ワクチンは、インフルエンザワクチンや新型コロナウイルス感染症ワクチンと同様に、2ヶ月かけて4回に分けて腕に接種し、その後2ヶ月ごとに追加接種を行います。治験参加者はワクチン本体またはプラセボのいずれかを投与され、その後2ヶ月ごとに脳の検査を受け、病状の進行をモニタリングします。
科学者たちが膠芽腫の再発を遅らせる方法を見つけようと試みたのは今回が初めてではない。チェシエルスキ氏によると、サービビンを標的としたがんワクチンは他にもあるが、臨床試験の中期から後期段階を突破したものはない。
フェニックスにあるメイヨー・クリニックの神経腫瘍専門医、アリックス・ポーター博士は、今回のアプローチはこれまでの臨床試験とは異なると述べた。例えば、チェックポイント阻害剤などの標的療法は長年使用されており、乳がんや肺がんなど様々ながん患者の生存率を向上させてきた。しかし、これらの薬剤は脳への異物の侵入を防ぐバリアを通過できないため、脳腫瘍に対する効果は低い。この新しいワクチンは、脳に到達できる抗体を作り出す。しかし、その効果を証明するには確固たる証拠が必要だ。
Ciesielski氏によると、第2b相試験の結果は2024年半ばまで出ない見込みで、試験完了までには18~24ヶ月かかる可能性があるという。試験が成功すれば、同社は第3相臨床試験に移行する予定だ。

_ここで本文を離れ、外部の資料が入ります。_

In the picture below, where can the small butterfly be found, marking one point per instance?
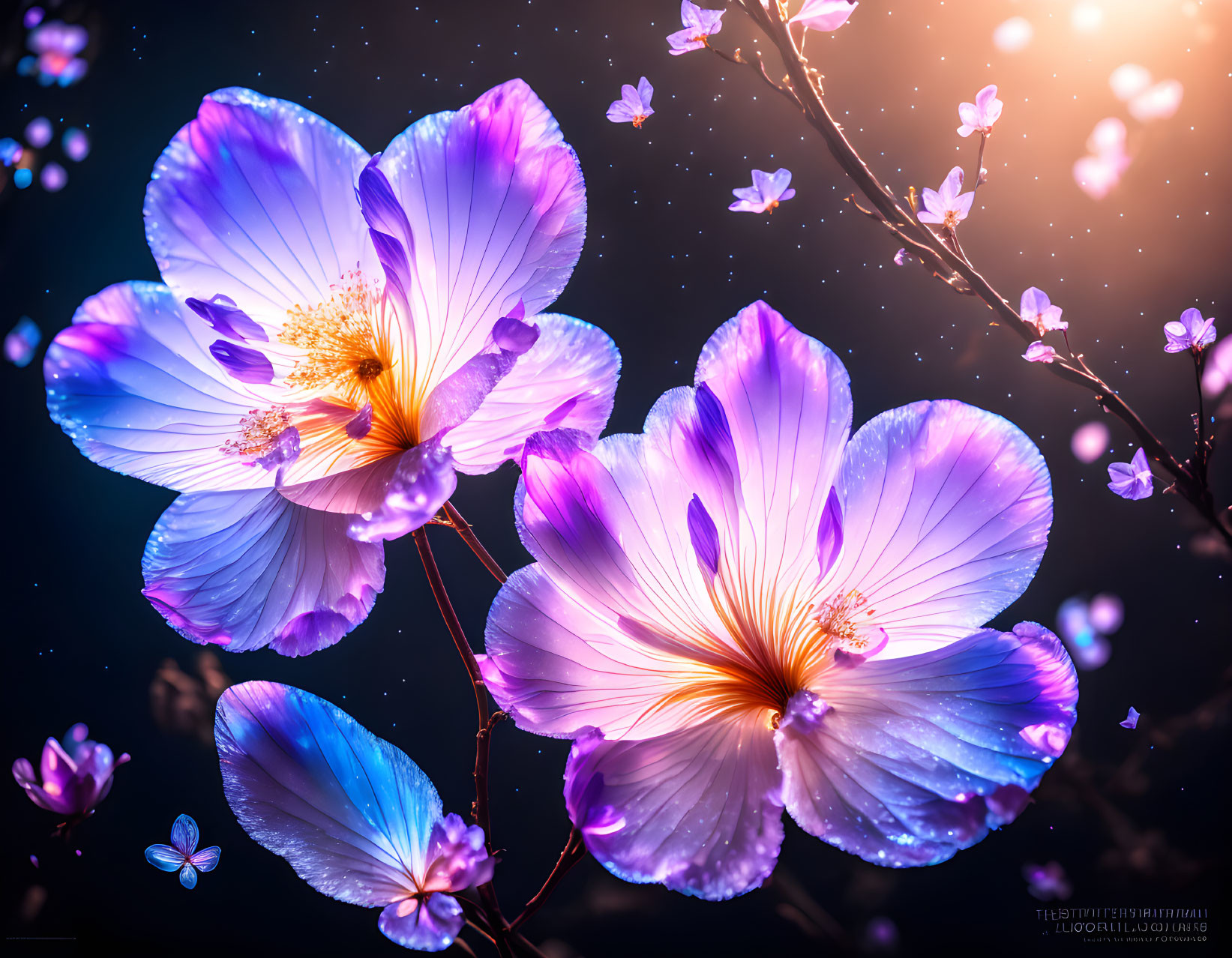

フェンスターメーカー氏は、この薬は今のところ安全だと述べた。ワクチンの副作用には、発熱、かゆみ、発疹、筋肉痛などがある。シエスキエルスキ氏によると、同社はこのワクチンを、多発性骨髄腫や神経内分泌腫瘍など、他の種類のがんにも応用することを検討しているという。神経内分泌腫瘍は、肺や膵臓など、神経内分泌細胞が存在するあらゆる部位に発生する可能性のある希少がんである。